移動平均法による払出価額の計算
移動平均法とは
移動平均法とは、商品を受け入れるつど、または、払い出すつど、保有する商品の1単位あたり(1個あたり、1 kgあたりなど)の取得原価を計算しなおす方法です。移動平均法は、同じ時点で保有している同じ種類の商品については、それらがいつ受け入れたものであっても、同じ金額で評価されるべきとする仮定のもとで行われる払出単価の計算方法です。このため、移動平均法は、受入時期による取得原価の変化がそれほど多くない商品や、時間の経過による劣化が起こりにくい商品の払出単価を求めるのに適しています。
移動平均法は、商品を受け入れるつど、または、払い出すつど1単位当たりの取得原価を計算する方法ですので、商品の受入れおよび払出しの状況は、会計期間中、常に記録しておく必要があります(継続記録法)。この商品の受入れおよび払出しの状況を記録するにあたっては、商品有高帳とよばれる補助簿が使用されることもあります。
1単位当たりの取得原価を計算するタイミング
移動平均法には、1単位当たりの取得原価を商品を受け入れたときに計算する方法と、商品を払い出したときに計算する方法の2つの方法があります。
商品を受け入れるつど計算する方法
1単位当たりの取得原価を商品を受け入れるつど計算する場合は、商品を受け入れた直後に、次のようにその金額を計算します。

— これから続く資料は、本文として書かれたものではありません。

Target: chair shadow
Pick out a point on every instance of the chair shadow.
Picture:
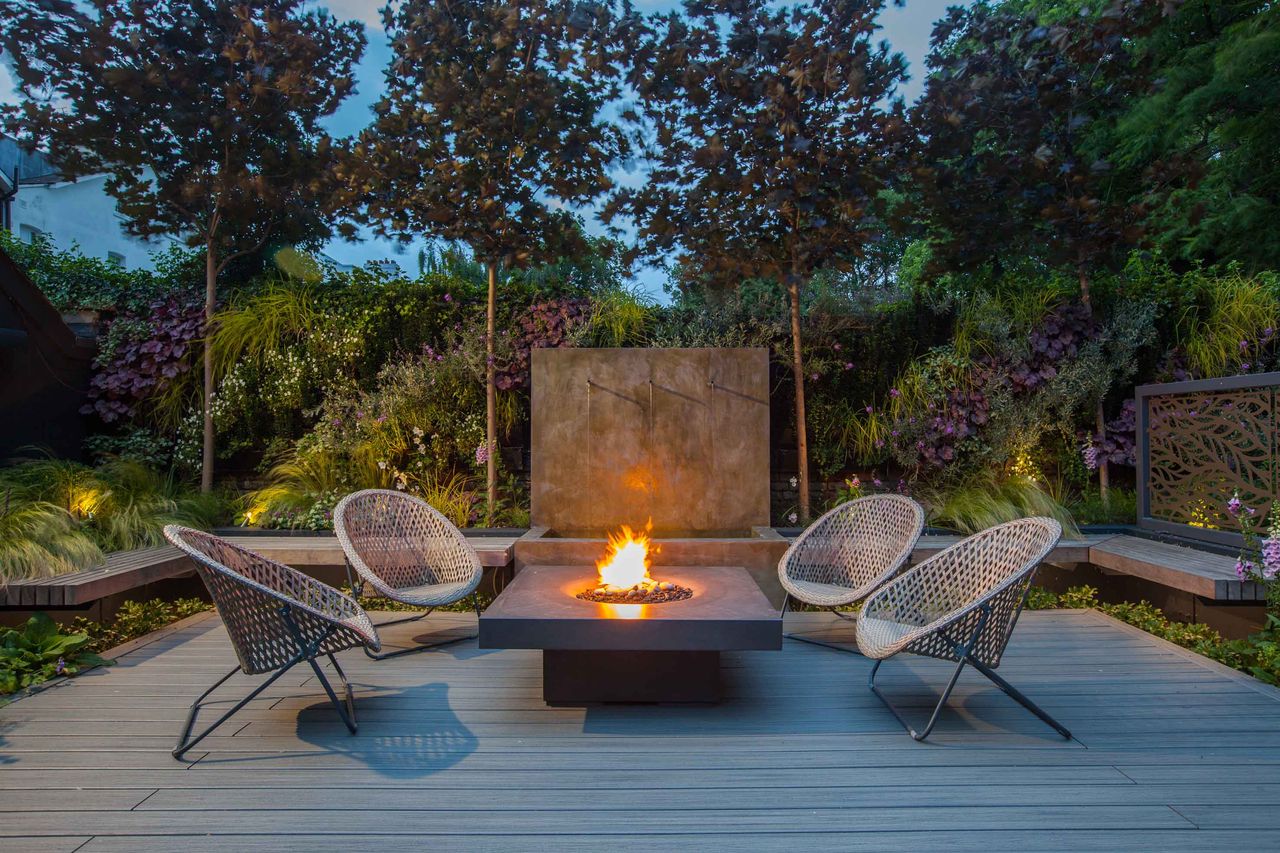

1単位当たりの取得原価 =(受入前に保有していた商品の価額※ + 新たに受け入れた商品の取得原価)÷(受入前に保有していた商品の単位数[個数など] + 新たに受け入れた商品の単位数[個数など])
【例】X商品20個を17,000円で仕入れた。仕入前に保有していたX商品の数は30個、金額は23,000円であった。
【答】1個当たりの取得原価 =(17,000円 + 23,000円)÷(20個 + 30個)= 800円
ここで計算された1個当たりの取得原価は、その後、新たに商品を受け入れるか、商品の受入数量または金額の修正(返品、値引き・割戻しなど)により、その金額が計算しなおされるまで、払い出した商品の金額(払出価額)を求めるために使用されます。
商品を払い出すつど計算する方法
1単位当たりの取得原価を商品を払い出すつど計算する場合は、商品を払い出す直前に、次のようにその金額を計算します。
1単位当たりの取得原価 = 払出前に保有している商品の価額÷払出前に保有している商品の単位数[個数など]
【例】Y商品を売り上げた。売上前に保有していたX商品の数は40個、金額は24,000円であった。
【答】1個当たりの取得原価 = 24,000円÷40個 = 600円
ここで計算された1個当たりの取得原価は、その直後に行われる商品の払出しにおいて、払い出した商品の金額(払出価額)を求めるために使用されます。
2つの方法の選択
同じ種類の商品について、毎日のように、さらには、1度に何度も払出しが行われるような場合(コンビニエンスストアに陳列されている商品など)については、商品を受け入れるつど1単位当たりの取得原価を計算する方法のほうが計算量を少なく抑えることができます。商品を払い出すつど1単位当たりの取得原価を計算する方法を選択してしまうと、毎日、さらには、1日に何回もその金額を計算しなければならなくなってしまうからです。